In Python 3.14, the behavior of code using from __future__ import annotations
is unchanged.
Changes in the C API¶
- Py_Finalize()now deletes all interned strings. This is backwards incompatible to any C extension that holds onto an interned string after a call to- Py_Finalize()and is then reused after a call to- Py_Initialize(). Any issues arising from this behavior will normally result in crashes during the execution of the subsequent call to- Py_Initialize()from accessing uninitialized memory. To fix, use an address sanitizer to identify any use-after-free coming from an interned string and deallocate it during module shutdown. (Contributed by Eddie Elizondo in gh-113601.)
- The Unicode Exception Objects C API now raises a - TypeErrorif its exception argument is not a- UnicodeErrorobject. (Contributed by Bénédikt Tran in gh-127691.)
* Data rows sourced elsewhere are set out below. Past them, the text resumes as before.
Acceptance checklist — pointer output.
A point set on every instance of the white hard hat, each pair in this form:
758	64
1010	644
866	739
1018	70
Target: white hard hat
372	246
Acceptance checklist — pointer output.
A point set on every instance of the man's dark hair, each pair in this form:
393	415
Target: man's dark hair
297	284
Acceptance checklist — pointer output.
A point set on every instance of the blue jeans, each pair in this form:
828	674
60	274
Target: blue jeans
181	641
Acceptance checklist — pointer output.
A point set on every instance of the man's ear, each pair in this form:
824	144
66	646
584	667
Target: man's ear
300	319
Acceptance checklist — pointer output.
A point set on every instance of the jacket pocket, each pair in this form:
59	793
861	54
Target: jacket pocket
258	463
- The interpreter internally avoids some reference count modifications when loading objects onto the operands stack by borrowing references when possible. This can lead to smaller reference count values compared to previous Python versions. C API extensions that checked - Py_REFCNT()of- 1to determine if an function argument is not referenced by any other code should instead use- PyUnstable_Object_IsUniqueReferencedTemporary()as a safer replacement.
- Private functions promoted to public C APIs: - _PyBytes_Join():- PyBytes_Join()
- _PyLong_IsNegative():- PyLong_IsNegative()
- _PyLong_IsPositive():- PyLong_IsPositive()
- _PyLong_IsZero():- PyLong_IsZero()
- _PyLong_Sign():- PyLong_GetSign()
- _PyUnicodeWriter_Dealloc():- PyUnicodeWriter_Discard()
- _PyUnicodeWriter_Finish():- PyUnicodeWriter_Finish()
- _PyUnicodeWriter_Init(): use- PyUnicodeWriter_Create()
- _PyUnicodeWriter_Prepare(): (no replacement)
- _PyUnicodeWriter_PrepareKind(): (no replacement)
- _PyUnicodeWriter_WriteChar():- PyUnicodeWriter_WriteChar()
- _PyUnicodeWriter_WriteStr():- PyUnicodeWriter_WriteStr()
- _PyUnicodeWriter_WriteSubstring():- PyUnicodeWriter_WriteSubstring()
- _PyUnicode_EQ():- PyUnicode_Equal()
- _PyUnicode_Equal():- PyUnicode_Equal()
- _Py_GetConfig():- PyConfig_Get()and- PyConfig_GetInt()
- _Py_HashBytes():- Py_HashBuffer()
- _Py_fopen_obj():- Py_fopen()
- PyMutex_IsLocked():- PyMutex_IsLocked()
 - The pythoncapi-compat project can be used to get most of these new functions on Python 3.13 and older.